Do you also have the product name for this?
Arnd
On Fri, 18 Mar 2011, Arnd Bergmann wrote:
On Friday 18 March 2011 20:26:46 Justin Piszcz wrote:
The numbers are jumping around a bit with the incorrectly guessed erasesize. These values should be more like the ones in the first test. Can you rerun with --erasesize=$[4 * 1024 * 1024]?
Hi, I put the box back into production with ext2, if it fails again I can re-run.
Ok. Did you make sure to get the partition table right? It's rather tricky with fdisk, since it normally doesn't align to 4 MB. You can see this using 'fdisk -l -u /dev/sda'.
Erm, probably not right then..
Disk /dev/sda: 8220 MB, 8220835840 bytes 154 heads, 56 sectors/track, 1861 cylinders, total 16056320 sectors Units = sectors of 1 * 512 = 512 bytes Sector size (logical/physical): 512 bytes / 512 bytes I/O size (minimum/optimal): 512 bytes / 512 bytes Disk identifier: 0x99df019d
Device Boot Start End Blocks Id System /dev/sda1 2048 16056319 8027136 83 Linux
Also, what is the output of 'lsusb' for this stick? I'd like to add the data to https://wiki.linaro.org/WorkingGroups/KernelConsolidation/Projects/FlashCard...
Sure, Bus 001 Device 002: ID 0325:ac02 OCZ Technology Inc ATV Turbo / Rally2 Dual Channel USB 2.0 Flash Drive
Added now, thanks!
Do you also have the product name for this?
10007937 OCZ OCZUSBR2TDC-8GB 8GB Rally2 Turbo USB 2.0 Flash Drive Retail Was $116.99 on 01-05-2009.

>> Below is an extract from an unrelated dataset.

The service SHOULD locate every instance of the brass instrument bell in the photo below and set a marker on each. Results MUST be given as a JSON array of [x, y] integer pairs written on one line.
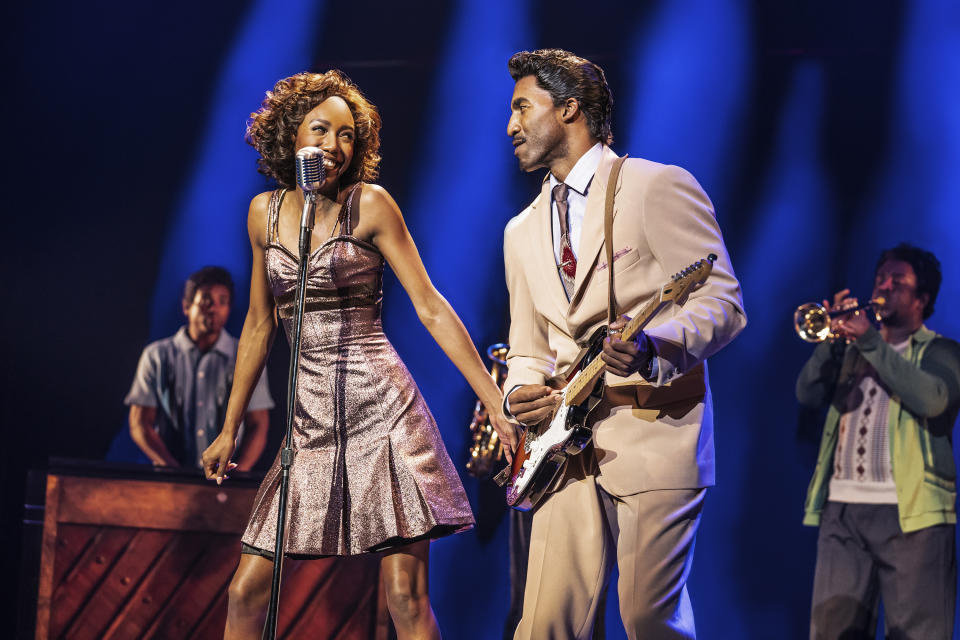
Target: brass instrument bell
[[811, 320], [485, 446]]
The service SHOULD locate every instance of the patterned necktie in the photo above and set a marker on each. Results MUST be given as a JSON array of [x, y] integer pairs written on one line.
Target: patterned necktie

Was purported (at the time) to be one of the fastest USB sticks available, according to benchmarks.
Arnd
On Friday 18 March 2011 20:51:47 Justin Piszcz wrote:
Disk /dev/sda: 8220 MB, 8220835840 bytes 154 heads, 56 sectors/track, 1861 cylinders, total 16056320 sectors Units = sectors of 1 * 512 = 512 bytes Sector size (logical/physical): 512 bytes / 512 bytes I/O size (minimum/optimal): 512 bytes / 512 bytes Disk identifier: 0x99df019d
Device Boot Start End Blocks Id System
/dev/sda1 2048 16056319 8027136 83 Linux
Ok, so it has the normal 1 MB alignment. That is not too bad then, no immediate reason to reformat, because ext2 doesn't understand the concept of erase blocks.
If the partition was completely misaligned (old fdisk would start the first partition at sector 63 instead of 2048), that would be a much more significant problem.

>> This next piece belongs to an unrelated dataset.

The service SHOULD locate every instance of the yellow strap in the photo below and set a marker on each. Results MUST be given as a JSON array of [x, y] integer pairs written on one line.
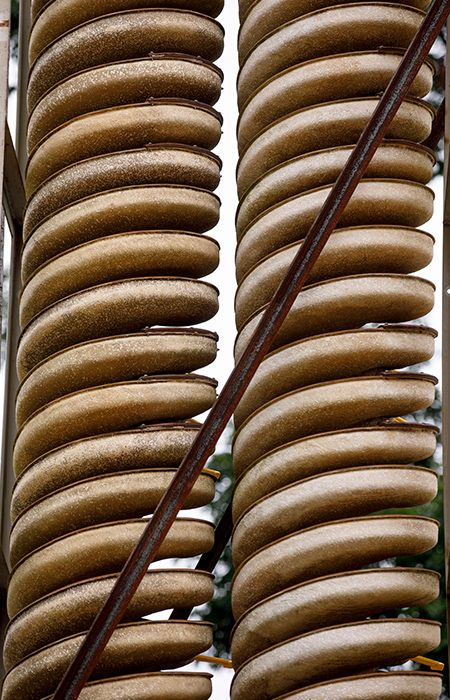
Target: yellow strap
[[207, 470], [215, 660], [434, 665]]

Also, what is the output of 'lsusb' for this stick? I'd like to add the data to https://wiki.linaro.org/WorkingGroups/KernelConsolidation/Projects/FlashCard...
Sure, Bus 001 Device 002: ID 0325:ac02 OCZ Technology Inc ATV Turbo / Rally2 Dual Channel USB 2.0 Flash Drive
Added now, thanks!
Do you also have the product name for this?
10007937 OCZ OCZUSBR2TDC-8GB 8GB Rally2 Turbo USB 2.0 Flash Drive Retail Was $116.99 on 01-05-2009.
Was purported (at the time) to be one of the fastest USB sticks available, according to benchmarks.
Ok, thanks for the detailed information.